Faudra-t-il qu’il y ait un drame pour faire bouger les choses ? C’est la question que se posent plusieurs commerçants du centre-ville bisontin qui ont lancé une pétition, face à la hausse des agressions et des dépôts de plainte envers les sans-abri.
Insultes, crachats, menaces, odeur d’urine… La situation autour de la mendicité n’est pas nouvelle mais à tendance à s’aggraver dans la Boucle, d’avis de commerçants. “On va bientôt passer plus de temps à résoudre les problèmes générés par les personnes alcoolisées, droguées et/ou atteintes de troubles psychologiques, qu’à gérer nos magasins.”
Le gérant du Carrefour Express de la Grande rue, qui en est déjà à trois dépôts de plaintes depuis un an, estime qu’il est “urgent de trouver des solutions.” Sa dernière intervention de médiation ayant fini sous la menace probable d’un couteau. “J’étais en train de demander à la personne de ne pas rester en devanture. Elle était déjà très alcoolisée et m’a dit qu’elle n’hésiterait pas à se servir de son couteau, en portant la main à sa veste. J’ai demandé à mes employés de rentrer et nous avons appelé la police. En général, les menaces restent verbales mais dans ce cas présent, cela aurait pu mal tourner.”
Ce commerçant en vient à craindre pour la sécurité de ses clients et de son équipe. “Beaucoup de mes salariés habitent au centre-ville et ont peur d’être attendus et suivis à la sortie. Ce sont des situations qu’ils connaissent bien pour les vivre aussi autour de chez eux.”
Les réunions organisées avec la mairie et l’Union des commerçants, notamment celle du 6 décembre dernier à ce sujet, ne semblent pas apaiser les choses. “On voit davantage passer la police municipale, mais ils n’interviennent pas pour autant, sauf en cas d’atteinte avérée à la tranquillité publique.”
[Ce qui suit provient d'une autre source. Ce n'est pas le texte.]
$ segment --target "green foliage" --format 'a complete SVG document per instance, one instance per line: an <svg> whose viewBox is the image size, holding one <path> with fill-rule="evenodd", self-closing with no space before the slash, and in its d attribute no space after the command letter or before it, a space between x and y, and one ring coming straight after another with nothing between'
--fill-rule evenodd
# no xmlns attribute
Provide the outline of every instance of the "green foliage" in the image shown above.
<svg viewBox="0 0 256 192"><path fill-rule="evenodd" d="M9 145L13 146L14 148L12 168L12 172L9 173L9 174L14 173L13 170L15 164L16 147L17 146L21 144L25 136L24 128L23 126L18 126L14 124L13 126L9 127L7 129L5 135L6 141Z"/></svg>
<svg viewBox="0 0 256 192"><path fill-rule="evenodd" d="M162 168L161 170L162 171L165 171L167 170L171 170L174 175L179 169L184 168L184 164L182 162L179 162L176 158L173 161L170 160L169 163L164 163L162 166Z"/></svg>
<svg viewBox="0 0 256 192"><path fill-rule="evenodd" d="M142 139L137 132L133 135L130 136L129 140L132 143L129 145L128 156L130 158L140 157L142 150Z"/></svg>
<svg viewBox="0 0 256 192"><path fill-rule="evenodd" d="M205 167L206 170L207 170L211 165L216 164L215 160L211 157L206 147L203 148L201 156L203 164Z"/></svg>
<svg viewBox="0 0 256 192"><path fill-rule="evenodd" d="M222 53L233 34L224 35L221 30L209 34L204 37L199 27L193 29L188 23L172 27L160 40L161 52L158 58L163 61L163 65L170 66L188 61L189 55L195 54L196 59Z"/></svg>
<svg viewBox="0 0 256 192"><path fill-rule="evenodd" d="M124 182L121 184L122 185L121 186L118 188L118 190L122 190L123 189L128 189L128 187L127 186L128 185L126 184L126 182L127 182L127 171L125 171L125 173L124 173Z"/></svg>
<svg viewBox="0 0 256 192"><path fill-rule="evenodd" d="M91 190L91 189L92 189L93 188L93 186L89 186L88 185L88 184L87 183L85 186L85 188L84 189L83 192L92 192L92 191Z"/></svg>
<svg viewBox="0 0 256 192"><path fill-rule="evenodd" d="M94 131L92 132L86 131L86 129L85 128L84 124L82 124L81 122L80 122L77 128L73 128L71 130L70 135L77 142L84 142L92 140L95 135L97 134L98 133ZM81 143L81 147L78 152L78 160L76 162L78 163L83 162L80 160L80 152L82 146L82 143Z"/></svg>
Pour ne pas laisser s’envenimer la situation, il a décidé de lancer une pétition avec la commerçante voisine, d’Iris Galerie, qui a aussi essuyé dernièrement des tags et insultes à caractère sexiste sur sa vitrine, par mesure de représailles. “On se sent en danger. On ne peut rien dire, rien faire, sans être pris à partie derrière. Ce qui fait que beaucoup ne réagissent plus. Ce n’est pas normal”, estime-t-elle. Son local, resté vacant pendant longtemps et légèrement en recul de la voirie, voyait son pas-de-porte régulièrement occupé avant son arrivée. “Ils avaient l’habitude de dormir là. Et quand on leur explique qu’ils n’ont rien à y faire, ils nous répondent qu’ils font ce qu’ils veulent parce qu’ils sont sur l’espace public !”
Une attitude qui a le don d’agacer les commerçants. “Il est inadmissible pour nous de payer une redevance d’occupation de plusieurs centaines d’euros par an, alors que des fauteurs de troubles utilisent cet espace illégalement pour racketter, s’alcooliser, agresser et harceler les habitants.”
Leur pétition recense une quarantaine de signataires. Tous réclament des actions plus efficaces dont l’application, en premier lieu, de l’arrêté municipal sur la circulation dans l’espace public (qui interdit notamment toutes occupations abusives et prolongées des rues ou le regroupement de plus de deux chiens). Mais aussi l’ouverture de davantage de solutions d’accueil de jour, avec des associations de sans-abri, ou la mise en place d’un document de plainte simplifiée pour les vols à l’étalage.
“C’est de pire en pire ces derniers temps, sans doute avec le déplacement des populations marginalisées dans le cadre des Jeux olympiques. Et ça va encore s’aggraver avec l’arrivée de la belle saison. Cela joue en grande partie dans la perte d’attractivité du centre-ville”, estiment ces lanceurs d’alerte.